During Peyronie’s Disease surgery, after the grafts are placed, the neurovascular bundles are re-positioned to cover the exposed tunica albuginea and grafts. The skin incision is then closed with absorbable suture after small temporary drains are placed. These drains are removed prior to discharge from the hospital.

Patients are often referred with immature Peyronie's Disease. They are not candidates for surgery. Corrective repair to straighten a bent penis is only an option when the penis curvature is stable and there is no erectile dysfunction unresponsive to medication. After a complete history and physical exam is performed, we provide an education to our patients so that they understand why they have a crooked penis and why they have pain with erections (not in all cases). We then discuss all options including medical management. It is necessary to objectively discuss each option and the risks and potential benefits of each option as a patient can not give proper legal informed consent to a treatment choice without knowing the alternatives.

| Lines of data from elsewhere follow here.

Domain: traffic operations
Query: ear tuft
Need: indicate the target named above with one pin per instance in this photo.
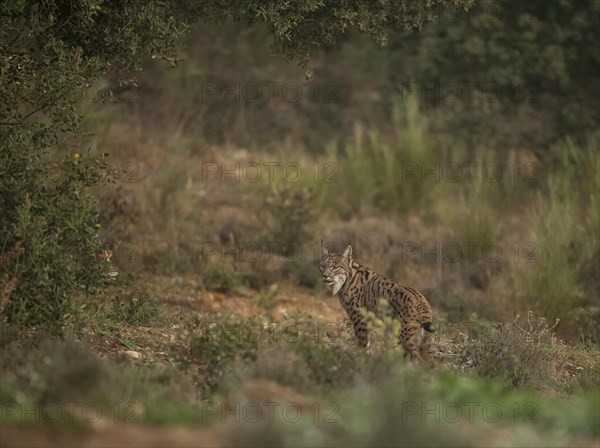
(347, 253)
(324, 250)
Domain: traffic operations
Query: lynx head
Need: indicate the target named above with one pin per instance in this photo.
(335, 269)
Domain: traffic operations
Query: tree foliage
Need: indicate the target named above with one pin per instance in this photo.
(506, 71)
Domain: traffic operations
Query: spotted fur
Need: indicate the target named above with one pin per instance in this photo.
(358, 286)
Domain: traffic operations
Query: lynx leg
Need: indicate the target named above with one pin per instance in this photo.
(409, 338)
(360, 330)
(426, 349)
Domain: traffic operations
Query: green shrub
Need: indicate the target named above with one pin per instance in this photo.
(50, 215)
(520, 354)
(219, 342)
(139, 306)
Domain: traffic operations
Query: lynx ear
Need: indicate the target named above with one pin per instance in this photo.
(347, 253)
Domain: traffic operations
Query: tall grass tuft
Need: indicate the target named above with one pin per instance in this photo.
(565, 234)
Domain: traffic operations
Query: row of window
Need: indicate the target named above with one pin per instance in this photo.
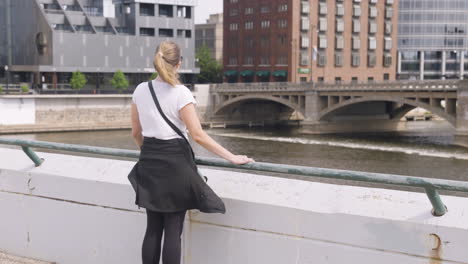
(265, 24)
(164, 10)
(263, 61)
(339, 59)
(165, 32)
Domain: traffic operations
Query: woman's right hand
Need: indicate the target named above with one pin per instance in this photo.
(240, 160)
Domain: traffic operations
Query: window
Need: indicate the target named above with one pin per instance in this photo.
(233, 27)
(184, 11)
(166, 11)
(321, 59)
(322, 41)
(388, 27)
(322, 8)
(339, 10)
(304, 41)
(146, 9)
(338, 59)
(283, 8)
(265, 9)
(356, 43)
(304, 59)
(373, 11)
(371, 60)
(387, 60)
(339, 42)
(372, 43)
(166, 32)
(356, 26)
(282, 23)
(356, 10)
(304, 23)
(147, 32)
(388, 44)
(233, 12)
(355, 59)
(388, 12)
(339, 25)
(232, 60)
(322, 24)
(372, 27)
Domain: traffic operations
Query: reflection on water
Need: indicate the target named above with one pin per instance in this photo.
(425, 150)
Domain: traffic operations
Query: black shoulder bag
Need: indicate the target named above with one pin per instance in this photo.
(174, 127)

When a patients has stable mature disease and has good erectile function and penile curvature, we ask if the curve interferes with sexual relations or not. In some cases, the curve completely prevents penetration. In other cases, positions are limited, or intercourse may be uncomfortable to the partner of the patient. These are valid reasons to pursue surgical correction of the curvature. Surgery to straighten a curved penis is generally covered by insurance and not considered cosmetic. When the curve is not disabling and mild, some patient desire surgery because they find the curvature embarrassing and psychologically troublesome. These patients are counseled that they really should weigh the risks vs benefits of surgery.


At the Center for Reconstructive Urology, we have a very high success rate and a very low complication rate. Dr. Gelman is fellowship trained and experienced expert in surgery to correct penile curvature. However, surgery is never without risk. We feel that when there is no functional impairment, the patient should carefully consider observation. Surgery to correct penile curvature is technically challenging and is best performed by a Urologist with specialized training, expertise, and extensive experience in male reconstructive surgery.